There was a slight tremor in Sethfire’s hands that Aetos tried to soothe with a squeeze. 
You can do this, Aetos thought at him; a telepathic plea of encouragement.

“Let me—let me call my sister first,” Seth stuttered. His hands fled to his phone and he fumbled in Athena’s number, avoiding Aetos’s eyes.
Athena picked up only a ring and a half in:
“Seth?” she asked. Her tone was one Aetos recognized—it was his own: Her voice itself strained by lethargic anxiety, the wear of years of worry over nighttime calls from her brother and what they tended to mean.
“Um. Aetos is here,” Sethfire said. Neutrality had finally escaped his grasp; the tremor from his hands found his voice. “He thinks that I should...Check myself into a rehab center. In Redhook? I wanted your...your opinion. Do you think...I should?”
There was a pause at the other end of the line, then a quavering, relief-stricken:
“...Yes. Yes, Sethy, I do.” Athena’s voice cracked; she sounded as young as Aetos had ever heard her and Sethfire’s shoulders dropped at the sound.

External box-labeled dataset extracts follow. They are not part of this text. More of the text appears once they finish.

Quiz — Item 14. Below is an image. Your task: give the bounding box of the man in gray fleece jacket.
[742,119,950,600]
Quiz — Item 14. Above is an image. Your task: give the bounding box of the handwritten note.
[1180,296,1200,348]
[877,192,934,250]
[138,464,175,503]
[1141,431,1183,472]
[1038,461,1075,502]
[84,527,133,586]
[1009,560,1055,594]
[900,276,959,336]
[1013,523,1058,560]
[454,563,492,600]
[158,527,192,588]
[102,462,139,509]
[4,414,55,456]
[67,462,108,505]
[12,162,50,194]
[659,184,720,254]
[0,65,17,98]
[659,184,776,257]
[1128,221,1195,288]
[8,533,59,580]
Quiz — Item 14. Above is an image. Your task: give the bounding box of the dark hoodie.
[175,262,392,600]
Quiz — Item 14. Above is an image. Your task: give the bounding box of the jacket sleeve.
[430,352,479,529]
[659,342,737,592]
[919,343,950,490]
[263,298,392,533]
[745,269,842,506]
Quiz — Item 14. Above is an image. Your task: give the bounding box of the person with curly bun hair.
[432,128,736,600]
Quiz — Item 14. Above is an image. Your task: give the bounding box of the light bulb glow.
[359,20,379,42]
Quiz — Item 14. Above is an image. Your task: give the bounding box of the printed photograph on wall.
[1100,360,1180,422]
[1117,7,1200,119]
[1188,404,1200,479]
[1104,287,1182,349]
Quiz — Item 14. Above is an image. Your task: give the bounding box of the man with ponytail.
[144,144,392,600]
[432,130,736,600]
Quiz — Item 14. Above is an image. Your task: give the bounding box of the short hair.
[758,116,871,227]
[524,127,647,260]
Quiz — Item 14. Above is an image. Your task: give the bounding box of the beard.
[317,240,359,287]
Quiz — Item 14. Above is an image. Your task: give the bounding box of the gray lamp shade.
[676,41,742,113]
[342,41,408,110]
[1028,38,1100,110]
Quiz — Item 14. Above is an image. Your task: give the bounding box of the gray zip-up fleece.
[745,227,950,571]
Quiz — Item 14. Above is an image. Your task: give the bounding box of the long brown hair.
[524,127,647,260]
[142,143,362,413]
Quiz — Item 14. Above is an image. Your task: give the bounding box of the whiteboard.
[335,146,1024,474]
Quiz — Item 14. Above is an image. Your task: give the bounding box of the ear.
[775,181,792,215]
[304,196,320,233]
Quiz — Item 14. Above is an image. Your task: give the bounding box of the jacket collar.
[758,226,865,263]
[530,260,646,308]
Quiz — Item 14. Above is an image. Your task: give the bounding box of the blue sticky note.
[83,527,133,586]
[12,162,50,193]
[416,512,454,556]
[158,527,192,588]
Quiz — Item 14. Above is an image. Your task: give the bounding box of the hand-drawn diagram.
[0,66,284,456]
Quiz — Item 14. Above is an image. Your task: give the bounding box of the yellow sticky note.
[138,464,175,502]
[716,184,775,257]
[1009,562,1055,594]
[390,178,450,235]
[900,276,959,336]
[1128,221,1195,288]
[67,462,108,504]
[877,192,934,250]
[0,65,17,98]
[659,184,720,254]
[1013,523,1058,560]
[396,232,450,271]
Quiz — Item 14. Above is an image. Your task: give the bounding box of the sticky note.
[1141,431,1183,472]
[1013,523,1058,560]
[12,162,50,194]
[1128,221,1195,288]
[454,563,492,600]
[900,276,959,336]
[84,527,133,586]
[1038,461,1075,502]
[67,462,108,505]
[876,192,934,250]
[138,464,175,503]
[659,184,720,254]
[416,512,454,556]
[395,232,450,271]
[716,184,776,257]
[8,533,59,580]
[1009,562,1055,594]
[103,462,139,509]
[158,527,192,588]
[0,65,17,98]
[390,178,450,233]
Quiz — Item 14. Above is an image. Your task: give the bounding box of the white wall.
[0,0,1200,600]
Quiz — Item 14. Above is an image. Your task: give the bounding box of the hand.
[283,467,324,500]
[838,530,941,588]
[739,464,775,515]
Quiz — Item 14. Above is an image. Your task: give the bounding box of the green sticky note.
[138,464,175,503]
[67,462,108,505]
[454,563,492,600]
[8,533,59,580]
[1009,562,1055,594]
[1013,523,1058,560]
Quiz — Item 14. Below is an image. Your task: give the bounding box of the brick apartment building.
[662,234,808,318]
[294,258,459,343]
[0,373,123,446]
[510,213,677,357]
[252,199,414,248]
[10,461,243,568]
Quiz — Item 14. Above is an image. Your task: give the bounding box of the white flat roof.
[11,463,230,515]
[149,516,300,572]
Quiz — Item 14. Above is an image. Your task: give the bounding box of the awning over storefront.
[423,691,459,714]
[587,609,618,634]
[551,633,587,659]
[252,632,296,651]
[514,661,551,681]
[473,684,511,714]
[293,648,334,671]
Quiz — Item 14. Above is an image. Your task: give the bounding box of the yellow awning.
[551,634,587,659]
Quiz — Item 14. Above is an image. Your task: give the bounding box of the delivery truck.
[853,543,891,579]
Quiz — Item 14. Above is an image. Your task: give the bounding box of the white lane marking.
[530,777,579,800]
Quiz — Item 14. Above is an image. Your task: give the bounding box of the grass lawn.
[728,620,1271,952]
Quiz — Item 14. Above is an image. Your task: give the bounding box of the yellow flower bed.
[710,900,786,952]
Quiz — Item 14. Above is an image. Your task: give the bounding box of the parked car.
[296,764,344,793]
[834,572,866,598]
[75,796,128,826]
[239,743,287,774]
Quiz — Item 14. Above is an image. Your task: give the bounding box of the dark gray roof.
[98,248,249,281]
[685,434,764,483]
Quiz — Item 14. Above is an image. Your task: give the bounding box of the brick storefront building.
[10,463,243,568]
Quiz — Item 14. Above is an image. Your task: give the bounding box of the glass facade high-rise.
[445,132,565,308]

“...Okay,” he murmured into the phone. His eyes looked wet; he pinched the bridge of his nose. “I...I will, then.” He sniffed. “I love you. I’m sorry it’s taken so long.”
A broken breath on Athena’s end; something that failed to quite be a sob.
“As long as it’s happening now,” Athena choked out. “I love you too. You’re gonna call tonight?”
Sethfire swallowed hard and nodded, though Athena couldn’t see. 
“Yes. Just as soon as I hang up.”
“Then hang up. I’ll put some pants on and be over there by the time you’re done.”

They exchanged temporary goodbyes; Sethfire’s seemed to drag. Finally, though, he hung up and turned to Aetos again. He took a deep breath. 
“Alright. What’s...what’s the telephone number?”